Now, long-time regular listeners, I know what you may be thinking: But I already heard that show and I remember what it said. Look, my experience, going back – I didn’t understand the wholesale aspect of the Eurodollar system when I taped those interviews. I only learned about it when we did this series. My experience going back was I learned a whole lot more listening again with the benefit of this background.
So I really encourage you, if you are interested in this material, to go back and listen to those interviews.
Jeff, I want to thank you again. Before we close, though, let’s just give our listeners a quick rundown on what you do at Alhambra Investment Partners.
Jeff: I basically focus on dollars and Eurodollars. Alhambra Investment Partners is an investment advisory firm, a registered IRA, and what we do is try to make sense of the world so that we can invest intelligently and prudently. And, unfortunately, trying to do that in the last ten years (even before that) has been incredibly difficult because – as I hope your listeners have appreciated through the presentation here – the world doesn’t look the way it’s supposed to look.
There’s a lot more to this story that is very much relevant to 2017. Somebody once said that you can’t know the future without studying the past.

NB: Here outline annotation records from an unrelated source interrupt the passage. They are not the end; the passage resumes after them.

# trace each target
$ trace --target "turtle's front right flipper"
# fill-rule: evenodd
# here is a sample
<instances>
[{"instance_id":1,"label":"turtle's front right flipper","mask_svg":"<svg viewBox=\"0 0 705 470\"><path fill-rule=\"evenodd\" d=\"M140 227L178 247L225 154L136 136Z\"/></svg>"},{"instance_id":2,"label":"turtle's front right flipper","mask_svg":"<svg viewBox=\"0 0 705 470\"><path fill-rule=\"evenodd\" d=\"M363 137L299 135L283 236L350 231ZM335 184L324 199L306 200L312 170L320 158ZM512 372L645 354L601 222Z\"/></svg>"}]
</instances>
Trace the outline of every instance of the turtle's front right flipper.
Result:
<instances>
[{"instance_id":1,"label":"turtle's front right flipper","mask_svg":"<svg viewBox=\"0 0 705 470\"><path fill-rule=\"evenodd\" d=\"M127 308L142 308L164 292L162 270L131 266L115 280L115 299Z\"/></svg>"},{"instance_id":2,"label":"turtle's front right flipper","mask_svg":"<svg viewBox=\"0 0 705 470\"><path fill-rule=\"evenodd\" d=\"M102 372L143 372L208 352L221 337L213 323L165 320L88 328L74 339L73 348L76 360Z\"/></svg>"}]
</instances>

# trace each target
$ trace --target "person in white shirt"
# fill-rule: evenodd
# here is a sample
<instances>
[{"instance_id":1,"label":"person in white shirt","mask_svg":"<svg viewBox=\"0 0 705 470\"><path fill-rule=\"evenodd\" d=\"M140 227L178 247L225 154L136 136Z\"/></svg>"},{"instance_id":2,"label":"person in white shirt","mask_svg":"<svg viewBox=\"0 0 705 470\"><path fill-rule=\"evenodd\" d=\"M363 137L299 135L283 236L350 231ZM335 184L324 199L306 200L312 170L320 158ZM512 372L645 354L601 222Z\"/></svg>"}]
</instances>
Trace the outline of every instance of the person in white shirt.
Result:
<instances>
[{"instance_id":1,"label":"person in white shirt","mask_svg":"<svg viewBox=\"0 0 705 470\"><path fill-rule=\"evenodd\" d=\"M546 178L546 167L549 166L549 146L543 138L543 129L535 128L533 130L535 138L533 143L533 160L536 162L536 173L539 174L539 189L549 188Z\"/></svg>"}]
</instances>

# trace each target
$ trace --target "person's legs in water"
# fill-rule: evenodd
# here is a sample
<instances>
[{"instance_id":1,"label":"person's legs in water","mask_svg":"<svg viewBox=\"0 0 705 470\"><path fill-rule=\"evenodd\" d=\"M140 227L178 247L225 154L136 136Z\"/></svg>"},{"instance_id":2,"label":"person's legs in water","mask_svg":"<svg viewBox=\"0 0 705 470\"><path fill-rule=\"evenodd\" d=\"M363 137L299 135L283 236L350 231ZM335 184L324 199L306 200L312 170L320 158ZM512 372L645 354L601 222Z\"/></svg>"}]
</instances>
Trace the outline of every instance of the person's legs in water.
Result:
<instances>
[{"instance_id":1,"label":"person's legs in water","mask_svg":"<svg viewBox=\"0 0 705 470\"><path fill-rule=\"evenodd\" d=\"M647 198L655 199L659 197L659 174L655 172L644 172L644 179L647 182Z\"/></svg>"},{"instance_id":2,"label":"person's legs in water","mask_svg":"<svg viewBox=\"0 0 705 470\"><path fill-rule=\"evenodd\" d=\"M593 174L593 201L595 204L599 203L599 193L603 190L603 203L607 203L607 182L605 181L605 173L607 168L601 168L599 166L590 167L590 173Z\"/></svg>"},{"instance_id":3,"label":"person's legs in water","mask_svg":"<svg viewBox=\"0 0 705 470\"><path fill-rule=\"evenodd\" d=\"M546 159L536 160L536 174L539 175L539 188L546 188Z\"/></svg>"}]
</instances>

I believe that wholeheartedly. And I hope that what we’ve done here will help people understand that as well.
Erik: Well, we’re going to leave it there folks. Believe it or not, talking to Jeff off the air, he had to cut a lot of content out to get this series down to its current size. There’s quite a bit more content, certainly a lot more in Jeff’s brain. We’re going to be tapping that as we invite Jeff to come back every several months for an update on what signals the Eurodollar market is sending us, and what we can expect in financial markets and the broader global economy. So be sure to tune in for that. And thanks again for joining us on this Eurodollar University.